Take the car. No mask, no keys.
Anonymous
Then she can find her own place to live. I am NOT dealing with a 17yo who feels free to bring covid home.
Anonymous
Anonymous wrote:OP—I ended up taking the car keys away since the vehicle is in my name. Other irresponsible behavior contributed to the car privileges being taken away (losing her driver license while out with friends). I have basically told her that having a car as a 17yo is a privilege. Since she does not respect my boundaries and does not contribute to the household in any shape or form, I am not responsible for providing her with a mode of transportation.

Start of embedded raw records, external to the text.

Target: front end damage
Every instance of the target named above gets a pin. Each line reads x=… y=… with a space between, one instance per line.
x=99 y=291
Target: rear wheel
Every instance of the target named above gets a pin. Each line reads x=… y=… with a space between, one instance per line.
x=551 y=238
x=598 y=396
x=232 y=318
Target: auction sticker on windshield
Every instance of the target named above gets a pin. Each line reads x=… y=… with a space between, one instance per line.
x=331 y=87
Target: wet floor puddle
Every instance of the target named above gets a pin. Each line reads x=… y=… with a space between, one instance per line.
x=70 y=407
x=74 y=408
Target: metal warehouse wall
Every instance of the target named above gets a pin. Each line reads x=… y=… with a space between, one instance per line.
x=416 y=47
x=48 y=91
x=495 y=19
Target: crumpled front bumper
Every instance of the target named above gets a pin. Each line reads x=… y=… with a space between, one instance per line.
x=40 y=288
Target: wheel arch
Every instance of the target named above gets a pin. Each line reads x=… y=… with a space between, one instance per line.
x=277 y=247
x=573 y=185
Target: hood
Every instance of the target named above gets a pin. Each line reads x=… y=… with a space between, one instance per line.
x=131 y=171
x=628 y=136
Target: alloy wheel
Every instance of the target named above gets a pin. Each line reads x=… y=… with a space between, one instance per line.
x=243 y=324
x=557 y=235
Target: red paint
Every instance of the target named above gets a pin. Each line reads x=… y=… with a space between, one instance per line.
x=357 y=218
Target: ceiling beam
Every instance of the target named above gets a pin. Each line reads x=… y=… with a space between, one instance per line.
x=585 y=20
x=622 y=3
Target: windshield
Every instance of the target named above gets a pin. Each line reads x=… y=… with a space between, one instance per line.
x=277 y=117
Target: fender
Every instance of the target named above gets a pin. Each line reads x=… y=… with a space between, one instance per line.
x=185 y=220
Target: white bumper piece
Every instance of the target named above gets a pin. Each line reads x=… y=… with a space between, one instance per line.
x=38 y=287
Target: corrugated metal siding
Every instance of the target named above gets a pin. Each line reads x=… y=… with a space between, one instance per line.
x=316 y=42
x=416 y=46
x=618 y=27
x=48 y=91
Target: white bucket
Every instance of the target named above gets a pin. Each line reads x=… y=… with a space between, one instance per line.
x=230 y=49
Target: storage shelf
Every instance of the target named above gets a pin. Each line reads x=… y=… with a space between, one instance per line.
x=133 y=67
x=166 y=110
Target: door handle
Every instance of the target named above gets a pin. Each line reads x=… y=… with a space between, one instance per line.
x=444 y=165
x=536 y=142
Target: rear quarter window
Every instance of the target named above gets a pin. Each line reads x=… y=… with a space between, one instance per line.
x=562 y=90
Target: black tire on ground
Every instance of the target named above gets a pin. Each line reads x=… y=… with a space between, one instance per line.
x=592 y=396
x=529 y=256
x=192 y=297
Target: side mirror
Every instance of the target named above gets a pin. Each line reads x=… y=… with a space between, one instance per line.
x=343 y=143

I do things for you, but I expect you to at least empty a dishwasher and walk the dog a few times a week. We’re not a very happy family right now, but at least I am not enabling irresponsible teenage behavior.


Good on you, OP. That couldn't have been easy, and I bet she's doing her best to punish everyone for her choices. You did the right thing.
Anonymous
Anonymous wrote:
Anonymous wrote:OP—I ended up taking the car keys away since the vehicle is in my name. Other irresponsible behavior contributed to the car privileges being taken away (losing her driver license while out with friends). I have basically told her that having a car as a 17yo is a privilege. Since she does not respect my boundaries and does not contribute to the household in any shape or form, I am not responsible for providing her with a mode of transportation. I do things for you, but I expect you to at least empty a dishwasher and walk the dog a few times a week. We’re not a very happy family right now, but at least I am not enabling irresponsible teenage behavior.


Good on you, OP. That couldn't have been easy, and I bet she's doing her best to punish everyone for her choices. You did the right thing.


+1

I’m sure she’s making life miserable, but she got what she needs. No way should she have a car!